И тем не менее в ней продолжала жить ностальгия по утопической грезе, окрылявшей ее в 1930-е годы. Она не отрекалась от своей молодости; осознавая, должно быть, всю пагубность шага, совершенного ею вслед за отцом, она все еще дорожила той способностью мечтать и верить, какая была ей свойственна. В ней всегда теплилась вера в чудо (и, быть может, именно это качество помогло ей в 1939—1942 годах преодолеть самые тягостные, мучительные испытания).
Она по-прежнему восхищалась отцом — его подвижничеством и благородством. «...Папа, за всю многолетнюю
героическуюсвою советскую работу не взявший ни франка, как мы ни былинищи...» — писала она А. И. Цветаевой 23 февраля 1966 года (II, 234). Ни разу и не единым словом она не осудила отца, не упрекнула, не усомнилась в нем. Она хорошо понимала природу его «заблуждений» (и своих собственных — тоже).30 июля 1965 года — спустя десять лет после своего возвращения из ссылки — Ариадна решила отметить это событие «паломничеством» в Туруханск и к другим сибирским местам. Во время путешествия Ариадна вела дневник (блестящий литературный образец «путевого очерка»). Однажды пароход, на котором она плыла, повстречался с пароходом «Красин». Растроганная, охваченная нахлынувшими воспоминаниями, Ариадна записывает в своем дневнике: «Красин» — «один из героев нашего детства, нашей юности, это — спаситель „челюскинцев”, это просто — часть души, причем — лучшая! та — где доблесть, долг, мужество; пусть только „отраженные”...» (II, 216).
Доблесть и долг — высокие понятия, унаследованные от родителей, остались в ней навсегда. Ее, как и в юности, увлекали мечтания и мифы — даже по-советски уродливые («отраженные»). 25 февраля 1955 года она признавалась в письме к Л. Г. Бать (бывшей сослуживице): «...счастлива я была — за всю свою жизнь — только в тот период — с 37 по 39 год в Москве, именно в Москве и только в Москве. До этого счастья я не знала, после этого узнала несчастье, и поэтому этот островок моей жизни так мне дорог...» (I, 349).
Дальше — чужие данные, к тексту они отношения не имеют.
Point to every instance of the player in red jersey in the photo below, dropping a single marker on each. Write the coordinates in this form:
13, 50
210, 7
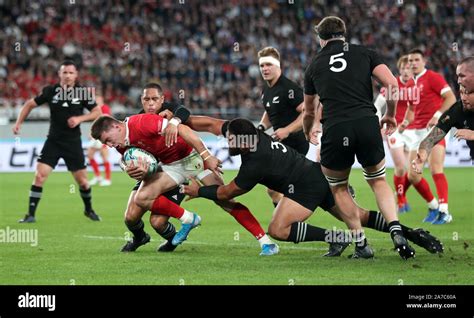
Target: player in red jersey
179, 163
96, 146
398, 142
435, 98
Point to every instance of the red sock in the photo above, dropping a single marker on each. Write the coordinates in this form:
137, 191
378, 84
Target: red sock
164, 206
424, 190
441, 187
95, 167
107, 170
406, 183
399, 183
245, 218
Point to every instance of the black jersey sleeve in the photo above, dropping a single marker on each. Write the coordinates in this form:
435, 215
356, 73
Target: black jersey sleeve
247, 178
45, 96
309, 88
450, 118
295, 96
375, 59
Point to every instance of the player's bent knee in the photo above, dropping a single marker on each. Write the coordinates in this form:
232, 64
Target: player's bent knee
133, 213
334, 182
159, 223
372, 175
277, 232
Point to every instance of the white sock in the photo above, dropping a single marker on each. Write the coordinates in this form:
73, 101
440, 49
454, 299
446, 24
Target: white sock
264, 240
433, 204
443, 207
187, 217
За годы, проведенные в лагерях и ссылке, Ариадна окрепла: стала мудрее и опытнее. В еще большей степени, чем в 1936—1937 годах, она ощутила теперь свое творческое призвание — живописное и писательское. Ее возросшее литературное мастерство в полной мере проявляет себя в ее письмах к Борису Пастернаку; их переписка, как и переписка Пастернака с Мариной Цветаевой, Варламом Шаламовым, Ольгой Фрейденберг, принадлежит к числу шедевров русской эпистолярной культуры.